FRANKFORT, Ky. — Restaurants have been allowed to serve alcohol with your carryout or delivery orders since the coronavirus pandemic started.


What You Need To Know

  • Senate Bill 67 would allow restaurants to serve alcohol with carryout, delivery orders permanently

  • The bill passed out of a Senate committee this week with unanimous support

  • Lawmakers also passed a law last year allowing people to buy alcohol straight from the liquor companies themselves online

  • The earliest it could receive a vote on the House floor is next week

Senate Bill 67 would make the change permanent.

“Even though people will be going back to restaurants more as it gets safer, they’re still going to be ordering food to go,” said Sen. Morgan McGarvey (D-Louisville). “Takeout was an option before the pandemic as well, and this is something that people just enjoy having with their takeout food.”

McGarvey is a co-sponsor of Senate Bill 67, which passed out of a Senate committee this week with unanimous support.

Sen. John Schickel (R-Union), is the main sponsor, and the bill has support from several other Republicans. Senate Majority Floor Leader Damon Thayer (R-Georgetown) supports the proposal, even though he criticized Gov. Andy Beshear’s restaurant restrictions during the committee meeting this week.

“The cocktails-to-go executive order is the one thing that’s helped many of these places stay in business,” Thayer said.

McGarvey said he expects a large amount of support from both parties once the bill hits the floor.

“Most of the time, people focus on the fights up here, but a lot of our bills really pass with bipartisan support, and so once we get kind of past the big political fights of the first week or two, then you start getting to these bills; bills that, you know, in Senator Schickel’s district, he saw restaurants asking for the same thing that the restaurants in my district were asking for, and so you’re able to come together and get some common ground and get a bill going forward.”
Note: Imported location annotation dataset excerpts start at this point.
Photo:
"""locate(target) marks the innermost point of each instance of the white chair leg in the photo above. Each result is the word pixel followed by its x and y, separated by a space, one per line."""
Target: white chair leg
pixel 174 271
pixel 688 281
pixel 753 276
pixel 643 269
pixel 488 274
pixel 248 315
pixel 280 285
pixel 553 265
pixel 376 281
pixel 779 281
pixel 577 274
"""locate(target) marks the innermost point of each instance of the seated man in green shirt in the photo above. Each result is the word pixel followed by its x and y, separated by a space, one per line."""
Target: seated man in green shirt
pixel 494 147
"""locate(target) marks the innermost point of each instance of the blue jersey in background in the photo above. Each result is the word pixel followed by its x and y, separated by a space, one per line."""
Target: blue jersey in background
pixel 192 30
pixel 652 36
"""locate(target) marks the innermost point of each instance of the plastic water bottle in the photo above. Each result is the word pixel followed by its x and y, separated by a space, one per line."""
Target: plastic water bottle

Lawmakers also passed a law last year allowing people to buy alcohol straight from the liquor companies themselves online. 

House Republican Adam Koenig sponsored that bill but says some tweaks had to be made.  

His new bill, House Bill 415, cleans the language up to include businesses that use fulfillment centers, which are warehouses owned by a third party designed to help companies ship their goods.

“We’ve encountered several instances of people wanting to get wine from some place they visited in California or Washington state and have been unable because they use fulfillment centers, and that’s their business model,” Koenig said. “And they didn’t want to change it just for Kentucky and they shouldn’t have to, because that’s how it works in most other states.”

Koenig said negotiations are still ongoing with that bill regarding some tax language.